Пречудный был этот старик. Начнет, бывало, про князя рассказывать — что твой соловей заливается, — и не заткнешь ничем. — А как же, мол, тебя князь-то в карты продул? — А отчего ж, говорит, ему и не продуть? разве князь в достоянии своем не властен? — Я, говорит, не об том скорблю, что холоп — потому как на мне первородный грех есть, и от этого самого я холоп, — а об том, что вот, на старости лет, Семерику служить привелось; и пойдет это губами шамкать; даже весь посинеет от злости, что князя его обижать смеют. Такая уж, видно, линия на роду человеку написана.

На четырнадцатом году свезли меня в Москву к повару-французу в учение; жил я в поваренках четыре года и, хвастать нечего, свету большого из-за плиты не видал. Потом, однако, пустили господа по оброку, чтоб еще больше, значит, в науке своей произойти.

Про Москву так должен сказать: множество видел я городов, а супротив Москвы не сыщется. В Москве всякий в свое удовольствие живет, господа в гости друг к дружке ездят, а простой народ в заведениях — блаженство! Возьмем, примерно, трактиры одни, чего там нет? И чай, и водка, и закуски… и все, значит, сам. Машина «Ветерок» тебе сыграет, приказный от Иверских ворот вприсядку отпляшет; в одном углу тысячные дела промеж себя решат, в другом просьбицу строчат, в третьем обнимаются, в четвертом слезы проливают… Жизнь! К этакому-то житью как попривыкнешь, ни на что другое и не смотрел бы! Так тебя и тянет с утра раннего все в трактир да в трактир.

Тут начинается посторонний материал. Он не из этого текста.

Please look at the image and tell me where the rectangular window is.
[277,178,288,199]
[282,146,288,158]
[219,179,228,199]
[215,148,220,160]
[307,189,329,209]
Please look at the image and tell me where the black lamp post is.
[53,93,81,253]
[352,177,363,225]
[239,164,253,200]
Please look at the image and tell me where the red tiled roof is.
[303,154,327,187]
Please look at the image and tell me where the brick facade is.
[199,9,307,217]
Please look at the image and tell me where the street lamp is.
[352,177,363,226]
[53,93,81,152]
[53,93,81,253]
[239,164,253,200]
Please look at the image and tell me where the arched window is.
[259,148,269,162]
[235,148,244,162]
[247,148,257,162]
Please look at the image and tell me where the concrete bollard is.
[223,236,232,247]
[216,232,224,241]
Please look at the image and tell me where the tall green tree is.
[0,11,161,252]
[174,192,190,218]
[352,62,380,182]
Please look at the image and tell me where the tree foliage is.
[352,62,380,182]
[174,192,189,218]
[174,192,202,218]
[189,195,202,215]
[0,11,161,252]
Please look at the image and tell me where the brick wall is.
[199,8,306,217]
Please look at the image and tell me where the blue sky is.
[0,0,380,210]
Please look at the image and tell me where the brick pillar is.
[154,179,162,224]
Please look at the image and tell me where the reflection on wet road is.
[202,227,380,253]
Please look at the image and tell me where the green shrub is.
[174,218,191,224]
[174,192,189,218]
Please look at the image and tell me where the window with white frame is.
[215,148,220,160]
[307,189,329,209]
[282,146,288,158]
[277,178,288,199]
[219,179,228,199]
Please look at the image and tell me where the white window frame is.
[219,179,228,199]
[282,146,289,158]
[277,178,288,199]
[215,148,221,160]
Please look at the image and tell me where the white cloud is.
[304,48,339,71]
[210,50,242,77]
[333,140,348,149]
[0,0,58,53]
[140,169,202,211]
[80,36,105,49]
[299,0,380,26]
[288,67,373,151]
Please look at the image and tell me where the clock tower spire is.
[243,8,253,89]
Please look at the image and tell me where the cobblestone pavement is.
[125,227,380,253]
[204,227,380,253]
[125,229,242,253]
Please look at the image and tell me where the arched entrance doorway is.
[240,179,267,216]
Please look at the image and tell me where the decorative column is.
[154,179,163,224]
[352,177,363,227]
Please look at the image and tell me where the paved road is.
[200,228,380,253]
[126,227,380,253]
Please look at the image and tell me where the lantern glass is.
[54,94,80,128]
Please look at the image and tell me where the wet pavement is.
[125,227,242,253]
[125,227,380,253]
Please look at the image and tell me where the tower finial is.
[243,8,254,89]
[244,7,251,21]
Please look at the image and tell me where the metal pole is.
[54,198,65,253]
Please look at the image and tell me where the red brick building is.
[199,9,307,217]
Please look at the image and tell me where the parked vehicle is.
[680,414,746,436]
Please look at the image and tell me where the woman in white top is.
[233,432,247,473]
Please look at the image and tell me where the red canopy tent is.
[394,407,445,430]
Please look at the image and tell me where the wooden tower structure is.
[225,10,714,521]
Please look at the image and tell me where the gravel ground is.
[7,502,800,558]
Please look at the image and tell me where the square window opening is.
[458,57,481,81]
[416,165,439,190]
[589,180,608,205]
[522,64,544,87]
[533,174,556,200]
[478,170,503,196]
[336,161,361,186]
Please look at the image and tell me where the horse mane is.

Барин, к которому я нанялся (а нанялся я к нему в лакеи, а не в повара), очень меня полюбил; смирный, добрый был этот барин, не наругатель и не озорник, а к простому народу особливо был жалостлив. Служить он нигде не служил и занимался, по своей охоте, все больше книжками, а по вечерам господа молодые к нему собирались.

Что уж у них там с господами промеж себя было, доказать тебе этого не могу, только попал, братец ты мой, он по этому случаю на замечание, что вот, дескать, человек молодой, служить не служит, а разговорами занимается… так что, мол, это значит? А московская наша полиция — черт, а не полиция: коли захочет человека достать, так хоть он в треисподнюю спрячься, и в треисподней его достанет.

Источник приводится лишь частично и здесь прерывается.